This is a notation question. Let $\mathbf{Set}$ denote the category of sets. What is the category $\mathbf{Set}^A$, where $A$ is a set?
I see it mentioned often, but without being defined. Is it the overcategory $A/\mathbf{Set}$?
What is the category $\mathbf{Set}^A$? (for a set $A$)
1
$\begingroup$
category-theory
-
0It is the $A$-fold product of $\text{Set}$ with itself, or said another way the category of functors $A \to \text{Set}$, thinking of $A$ as a discrete category (no non-identity morphisms). – 2017-01-22
-
0@QiaochuYuan Thanks! But, categorically, how is it constructed in the category of locally small categories? Is it some kind of power in the sense of enriched category theory? – 2017-01-22
-
0In any category it makes sense to talk about $A$-fold products where $A$ is a set. Writing down this definition if you haven't seen it before is a nice exercise. – 2017-01-22
-
0@QiaochuYuan Thanks again. I think I find the power/cotensor point of view more intuitive... – 2017-01-22
-
0Well, if a category has all $A$-fold products for every set $A$, that's equivalent to it being powered over $\text{Set}$. Similarly to having all $A$-fold coproducts and being copowered. Locally small categories is even powered and copowered over small categories. – 2017-01-22
-
0Very helpful. I will write down the details. – 2017-01-22
2 Answers
1
It is likely the functor category whose objects consist of the functors $A\to Set$ where $A$ is regarded as a discrete category (does that make sense based on your context? This is the same as $|A|$-tuples of sets whose morphisms are $|A|$-tuples of functions.
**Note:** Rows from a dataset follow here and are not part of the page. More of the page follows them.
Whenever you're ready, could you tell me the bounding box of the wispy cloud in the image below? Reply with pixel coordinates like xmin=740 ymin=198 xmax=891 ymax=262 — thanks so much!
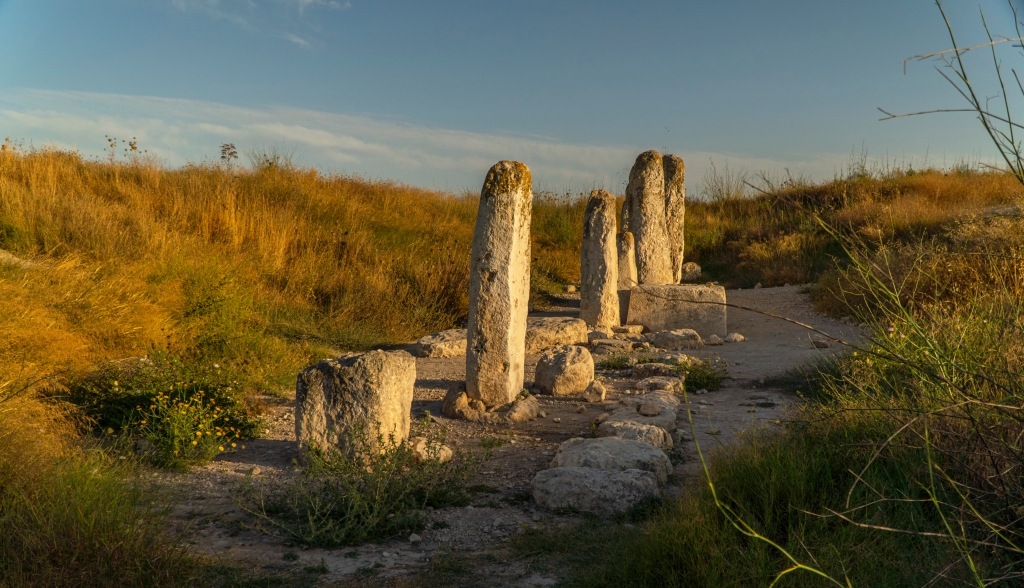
xmin=0 ymin=90 xmax=849 ymax=192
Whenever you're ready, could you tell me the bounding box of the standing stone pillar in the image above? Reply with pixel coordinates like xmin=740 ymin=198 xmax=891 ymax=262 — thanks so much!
xmin=662 ymin=155 xmax=686 ymax=284
xmin=618 ymin=230 xmax=637 ymax=290
xmin=466 ymin=161 xmax=534 ymax=407
xmin=623 ymin=150 xmax=672 ymax=284
xmin=580 ymin=190 xmax=618 ymax=327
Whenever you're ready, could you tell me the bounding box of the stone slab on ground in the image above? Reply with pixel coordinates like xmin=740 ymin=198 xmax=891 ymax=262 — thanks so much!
xmin=531 ymin=467 xmax=658 ymax=516
xmin=295 ymin=350 xmax=416 ymax=450
xmin=416 ymin=329 xmax=466 ymax=358
xmin=626 ymin=284 xmax=728 ymax=337
xmin=551 ymin=436 xmax=672 ymax=484
xmin=526 ymin=317 xmax=590 ymax=353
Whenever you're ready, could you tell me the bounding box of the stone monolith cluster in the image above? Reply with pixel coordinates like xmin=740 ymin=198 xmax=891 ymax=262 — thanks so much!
xmin=466 ymin=161 xmax=534 ymax=407
xmin=580 ymin=190 xmax=620 ymax=328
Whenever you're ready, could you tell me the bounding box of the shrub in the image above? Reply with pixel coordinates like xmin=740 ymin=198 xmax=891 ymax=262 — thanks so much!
xmin=243 ymin=428 xmax=479 ymax=548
In general, $C^D$ refers to the functor category between $D$ and $C$
-
4You have the notation backwards. $C^D$ means $D \to C$. Similarly, you mean $A \to \mathbf{Set}$ not $\mathbf{Set}\to A$. – 2017-01-22
1
$D^C$ is the category of functors $C \to D$ and natural transformations between them.
In $\mathbf{Set}^A$, $A$ is being regarded as a discrete category; $A$ is the set of objects, and the only arrows are identities.
There is a canonical equivalence $\mathbf{Set}/A \equiv \mathbf{Set}^A$. The forward direction associates to an object $B \xrightarrow{f} A$ of $\mathbf{Set}/A$ the functor $a \mapsto f^{-1}(a)$. The reverse direction associates to a functor $F : A \to \mathbf{Set}$ the object given by projection map of the disjoint union $\coprod_{a \in A} F(a) \to A$. (hopefully the rest of the details are obvious)
There is also the notion of an "internal category"; any object $X$ of a category $\mathcal{C}$ can be viewed internally as a discrete category $\mathcal{X}$. Inspired by the above, we actually define $\mathcal{C}^\mathcal{X} = \mathcal{C} / X$.